I have officially begun my training for Ironman Arizona 2011.

I am going to post my goal for IMAZ here as a method of accountability.  In November 2008, I completed the course in 9h21m.  I left feeling very satisfied but like I had more in my tank.  However, as I sit here today those hopes were washed away by at least one baby and a couple or 3 semesters of grad school.  I've come into this training block (Six Months) with a little less ambition.

My Goal:  Qualify for Hawaii 2012.  In order for me to accomplish this, I need to train to a 9h40m Ironman finish time.  I believe this time is definitely a possibility for me.

With the semester winding down, I have managed to have a few consistent weeks of training (through a lot of encouragement from Quent).  I'm starting with run focus until I get my weekly distance to a mileage in which I'm running with a mile pace I think I should be. (currently 8:20 is comfortable)  With my body weight being higher than normal, pushing my pace is tough at the moment and everything suffers.

Today, I committed to an International Distance Triathlon this weekend.  (.9 mile swim, 24.8 mile bike, 6.2 mile run)  I also completed a short workout through which I am able to predict my pace for the event.  This will help me judge my effort I will use complete the course.  Notice I said complete not race.
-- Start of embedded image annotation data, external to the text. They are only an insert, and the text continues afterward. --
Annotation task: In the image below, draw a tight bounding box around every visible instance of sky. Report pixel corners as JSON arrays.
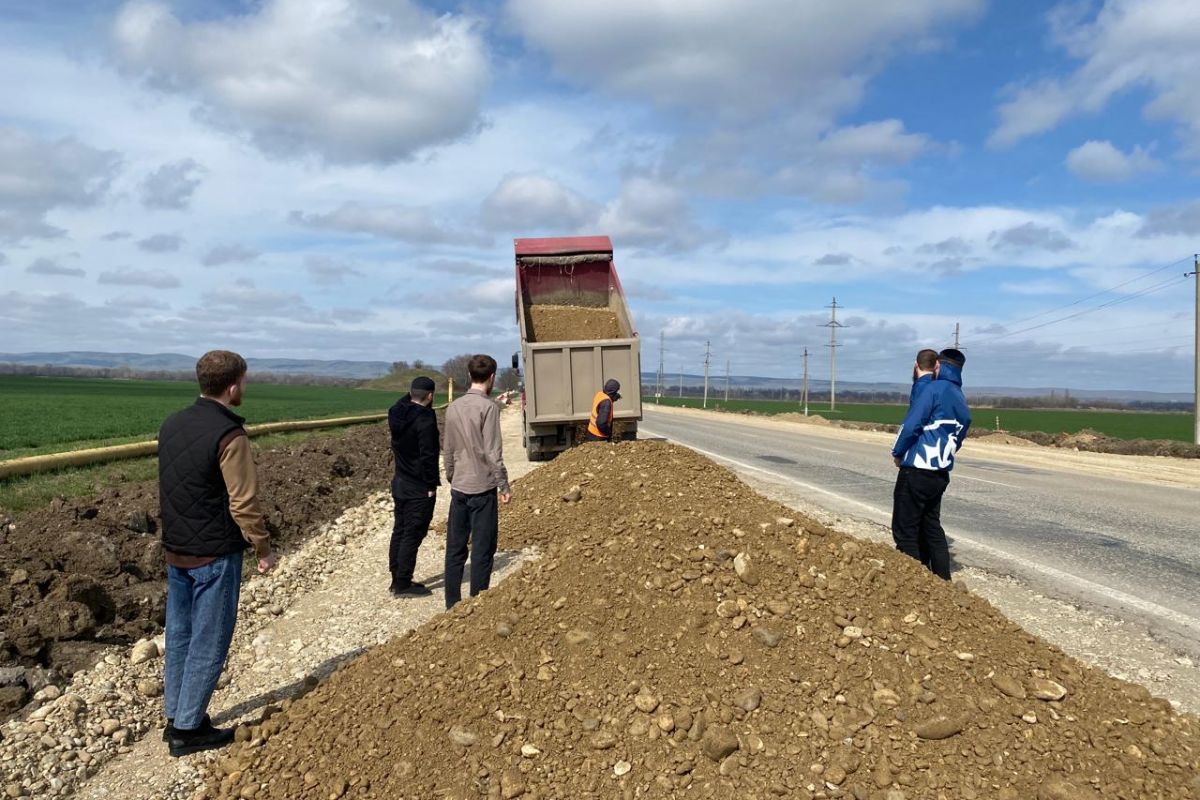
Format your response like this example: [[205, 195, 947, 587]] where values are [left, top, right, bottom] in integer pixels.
[[0, 0, 1200, 392]]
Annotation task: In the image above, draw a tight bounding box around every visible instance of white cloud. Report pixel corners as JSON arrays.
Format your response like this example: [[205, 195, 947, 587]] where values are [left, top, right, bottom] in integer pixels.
[[1067, 139, 1163, 184], [1138, 200, 1200, 239], [142, 158, 208, 211], [817, 120, 930, 164], [96, 270, 180, 289], [508, 0, 983, 119], [596, 178, 725, 251], [989, 0, 1200, 157], [305, 255, 366, 287], [0, 126, 121, 241], [1000, 278, 1075, 297], [200, 243, 262, 266], [509, 0, 984, 203], [25, 258, 88, 278], [988, 222, 1075, 253], [290, 201, 491, 245], [113, 0, 488, 163], [138, 234, 184, 253], [480, 174, 596, 235]]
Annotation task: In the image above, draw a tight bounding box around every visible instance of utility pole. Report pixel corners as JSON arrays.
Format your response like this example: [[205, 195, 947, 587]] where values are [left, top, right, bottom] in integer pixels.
[[701, 342, 713, 408], [821, 297, 846, 411], [1188, 254, 1200, 445], [654, 331, 667, 403], [800, 348, 809, 416]]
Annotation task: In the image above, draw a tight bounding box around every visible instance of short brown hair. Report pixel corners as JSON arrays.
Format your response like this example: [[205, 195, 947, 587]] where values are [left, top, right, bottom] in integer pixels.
[[467, 355, 496, 384], [196, 350, 246, 397], [917, 349, 937, 372]]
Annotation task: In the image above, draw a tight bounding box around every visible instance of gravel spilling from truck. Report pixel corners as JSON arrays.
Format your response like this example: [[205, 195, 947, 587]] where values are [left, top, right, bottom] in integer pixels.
[[201, 441, 1200, 800], [529, 305, 623, 342]]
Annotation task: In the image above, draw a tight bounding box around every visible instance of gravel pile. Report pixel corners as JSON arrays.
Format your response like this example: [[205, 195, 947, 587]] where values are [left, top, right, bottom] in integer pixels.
[[529, 305, 622, 342], [205, 441, 1200, 800]]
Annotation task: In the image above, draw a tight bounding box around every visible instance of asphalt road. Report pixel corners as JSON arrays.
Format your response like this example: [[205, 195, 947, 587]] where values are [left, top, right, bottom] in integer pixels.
[[641, 409, 1200, 652]]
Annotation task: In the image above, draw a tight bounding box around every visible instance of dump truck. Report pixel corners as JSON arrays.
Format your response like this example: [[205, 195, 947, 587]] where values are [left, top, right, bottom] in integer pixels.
[[512, 236, 642, 461]]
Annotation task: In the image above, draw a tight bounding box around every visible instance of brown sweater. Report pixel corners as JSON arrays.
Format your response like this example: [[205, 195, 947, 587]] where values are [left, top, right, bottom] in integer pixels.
[[442, 389, 510, 494], [167, 431, 271, 570]]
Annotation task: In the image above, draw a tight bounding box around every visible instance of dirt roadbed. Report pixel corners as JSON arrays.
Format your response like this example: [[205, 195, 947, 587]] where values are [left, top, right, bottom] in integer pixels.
[[205, 441, 1200, 800]]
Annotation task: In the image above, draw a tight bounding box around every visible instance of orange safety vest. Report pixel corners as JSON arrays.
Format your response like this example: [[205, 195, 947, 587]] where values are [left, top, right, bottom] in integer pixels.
[[588, 392, 613, 439]]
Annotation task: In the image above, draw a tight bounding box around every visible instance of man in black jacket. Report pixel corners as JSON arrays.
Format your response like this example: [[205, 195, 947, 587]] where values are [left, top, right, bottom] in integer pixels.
[[158, 350, 275, 757], [388, 378, 442, 596]]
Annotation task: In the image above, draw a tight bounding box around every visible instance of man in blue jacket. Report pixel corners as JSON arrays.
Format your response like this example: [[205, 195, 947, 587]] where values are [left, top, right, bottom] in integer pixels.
[[905, 348, 937, 569], [892, 348, 971, 581]]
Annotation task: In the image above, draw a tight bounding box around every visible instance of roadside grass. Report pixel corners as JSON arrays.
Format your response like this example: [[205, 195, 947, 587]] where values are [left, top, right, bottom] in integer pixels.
[[0, 425, 386, 515], [0, 375, 427, 461], [642, 397, 1193, 441]]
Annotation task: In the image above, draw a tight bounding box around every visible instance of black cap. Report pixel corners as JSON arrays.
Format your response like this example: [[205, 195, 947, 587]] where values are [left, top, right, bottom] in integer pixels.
[[937, 348, 967, 369]]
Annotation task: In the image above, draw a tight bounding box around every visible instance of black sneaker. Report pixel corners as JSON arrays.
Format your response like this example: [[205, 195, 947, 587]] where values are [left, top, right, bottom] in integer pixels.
[[167, 723, 234, 758], [391, 581, 433, 597], [162, 714, 212, 741]]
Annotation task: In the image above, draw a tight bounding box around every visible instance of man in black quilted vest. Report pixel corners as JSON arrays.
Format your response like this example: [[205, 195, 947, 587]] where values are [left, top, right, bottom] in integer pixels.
[[158, 350, 275, 757]]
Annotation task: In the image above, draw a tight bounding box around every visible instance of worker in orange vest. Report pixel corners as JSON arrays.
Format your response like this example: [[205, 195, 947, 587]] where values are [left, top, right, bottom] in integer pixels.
[[587, 379, 620, 441]]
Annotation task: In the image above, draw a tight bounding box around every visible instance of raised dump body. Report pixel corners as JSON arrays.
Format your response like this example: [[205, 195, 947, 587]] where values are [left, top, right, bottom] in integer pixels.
[[515, 236, 642, 461]]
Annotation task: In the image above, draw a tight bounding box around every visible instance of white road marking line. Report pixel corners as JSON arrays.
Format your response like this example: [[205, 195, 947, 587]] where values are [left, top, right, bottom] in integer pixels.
[[954, 473, 1021, 489], [642, 428, 1200, 633]]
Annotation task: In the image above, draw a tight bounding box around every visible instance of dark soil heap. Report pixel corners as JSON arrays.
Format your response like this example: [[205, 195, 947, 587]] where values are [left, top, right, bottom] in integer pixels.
[[529, 305, 622, 342], [208, 441, 1200, 800], [0, 425, 391, 718]]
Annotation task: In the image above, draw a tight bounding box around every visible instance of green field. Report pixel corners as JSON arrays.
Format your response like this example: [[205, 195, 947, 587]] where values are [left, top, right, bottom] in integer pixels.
[[0, 375, 408, 459], [642, 397, 1193, 441]]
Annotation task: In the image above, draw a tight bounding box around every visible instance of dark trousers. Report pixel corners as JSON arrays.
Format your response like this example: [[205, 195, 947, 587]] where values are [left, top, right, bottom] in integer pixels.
[[445, 489, 500, 608], [388, 497, 437, 589], [892, 467, 950, 581]]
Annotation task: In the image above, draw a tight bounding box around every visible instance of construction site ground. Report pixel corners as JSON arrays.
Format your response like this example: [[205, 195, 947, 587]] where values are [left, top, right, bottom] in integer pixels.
[[11, 413, 1200, 800]]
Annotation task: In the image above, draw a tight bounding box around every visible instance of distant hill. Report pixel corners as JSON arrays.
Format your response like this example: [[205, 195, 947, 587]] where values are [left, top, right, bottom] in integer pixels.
[[360, 368, 448, 395], [0, 350, 391, 380], [642, 372, 1192, 403]]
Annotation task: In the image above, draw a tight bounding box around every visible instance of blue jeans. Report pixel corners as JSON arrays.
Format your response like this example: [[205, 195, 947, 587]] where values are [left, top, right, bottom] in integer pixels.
[[163, 553, 241, 730]]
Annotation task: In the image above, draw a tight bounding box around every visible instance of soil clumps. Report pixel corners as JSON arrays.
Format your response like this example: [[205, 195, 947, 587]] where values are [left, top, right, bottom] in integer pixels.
[[529, 303, 622, 342], [0, 425, 391, 720], [206, 441, 1200, 800]]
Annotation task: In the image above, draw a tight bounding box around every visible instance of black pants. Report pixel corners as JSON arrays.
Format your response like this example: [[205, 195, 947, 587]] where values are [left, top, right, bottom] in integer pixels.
[[445, 489, 500, 608], [892, 467, 950, 581], [388, 497, 437, 589]]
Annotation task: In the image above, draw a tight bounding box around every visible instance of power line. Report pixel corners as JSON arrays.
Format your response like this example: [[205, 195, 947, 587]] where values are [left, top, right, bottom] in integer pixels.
[[988, 273, 1187, 344], [820, 297, 846, 411], [984, 255, 1190, 336]]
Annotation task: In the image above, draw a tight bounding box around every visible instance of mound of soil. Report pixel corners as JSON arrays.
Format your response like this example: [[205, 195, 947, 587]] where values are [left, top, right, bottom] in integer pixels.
[[0, 425, 391, 716], [971, 431, 1034, 447], [529, 305, 622, 342], [208, 441, 1200, 800]]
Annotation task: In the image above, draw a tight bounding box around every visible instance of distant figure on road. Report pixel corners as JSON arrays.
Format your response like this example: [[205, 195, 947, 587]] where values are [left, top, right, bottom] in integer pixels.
[[388, 377, 442, 596], [444, 355, 512, 608], [892, 348, 971, 581], [587, 379, 620, 441], [158, 350, 275, 757]]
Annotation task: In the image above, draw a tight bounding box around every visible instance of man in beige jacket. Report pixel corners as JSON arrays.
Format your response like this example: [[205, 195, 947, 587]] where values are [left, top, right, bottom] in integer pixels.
[[443, 355, 512, 608]]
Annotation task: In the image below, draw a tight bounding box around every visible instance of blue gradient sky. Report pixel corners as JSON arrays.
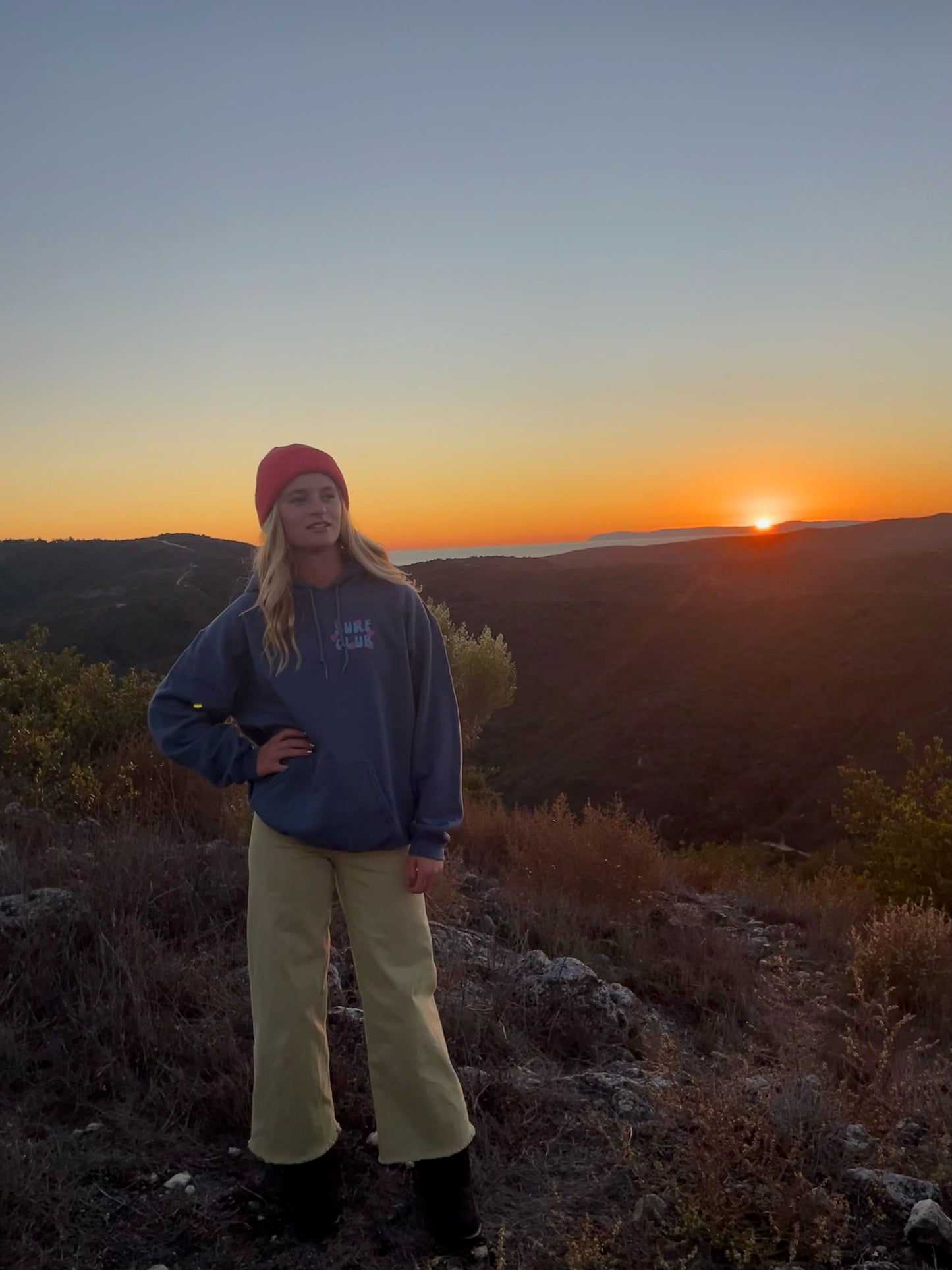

My predictions 24min swim, 1h15m bike, 45min run for a 2h25m finish.  

Just for fun... if we do some simple math and multiply this time by 4 (roughly the Ironman distance) we get a product of 9 hours 40 mins.

Tuesday, May 3, 2011

Strength Is Relative

So many things could be said about this .... I will encourage you to watch and develop your own strength routine.

Wednesday, April 13, 2011

Emotions when racing

Tim kindly allowed me to contribute to his blog... a different perspective... Thanks Tim, hopefully you won't regret it!! I felt compelled to write today because I was recently asked for some advice on how to handle intense emotional reactions on the golf course. If you've ever played golf, I am sure you are familiar with the roller-coaster of experiences that sometimes come from this frustrating, yet addictive game. I thought about the uniqueness of golf and how important it is to keep your anxiety in check when playing: anger, frustration, even over-confidence can wreak havoc on your attentional focus. Endurance athletes don't require the same level of precise skill in order to execute their "game plan" however, the emotions that you experience out on the race course have similar impact in terms of derailing your focus. I advised my friend to choose his emotional state PRIOR to stepping onto the golf course. In other words, he should decide exactly how much anxiety he would allow himself to feel and give himself a narrow window. Confidence comes from being calm and quietly attentive (that is borrowed from Mark Allen) not from being ego-driven. If you watch the best of the best athletes, you will often see that their emotional profile is very narrow. They do not stray far from their optimal level of arousal. The amount of anxiety that you are able to handle is totally unique to you. Performing well is a matter of actively choosing the level of emotion (which goes hand in hand with anxiety) that you will maintain. If this means writing notes on the back of your hand to remind yourself of how you WANT to feel, do it! I have often considered some type of tattoo on my wrist as a reminder but that might be going a bit far.

Friday, March 18, 2011

Tim Key goes transatlantic

Hello from JL, based in Great Britain, Tim trained me for my first IM in 2003. Sadly I did not compete again until 2009 but I've been back at it for a couple or years now and Tim is looking after me in the lead up to challenge Roth later this year. I am looking forward to blogging with you all over the coming months.

Metamorphoses of Two Athletes

I can write the same workout for two athletes.

I can do nothing to improve the athletes at equal rates. Rate of improvement depends on the individuals athletic history and ability to recover. In fact, workouts which are above an individuals ability will make them progress slower due to time needed for adaptation.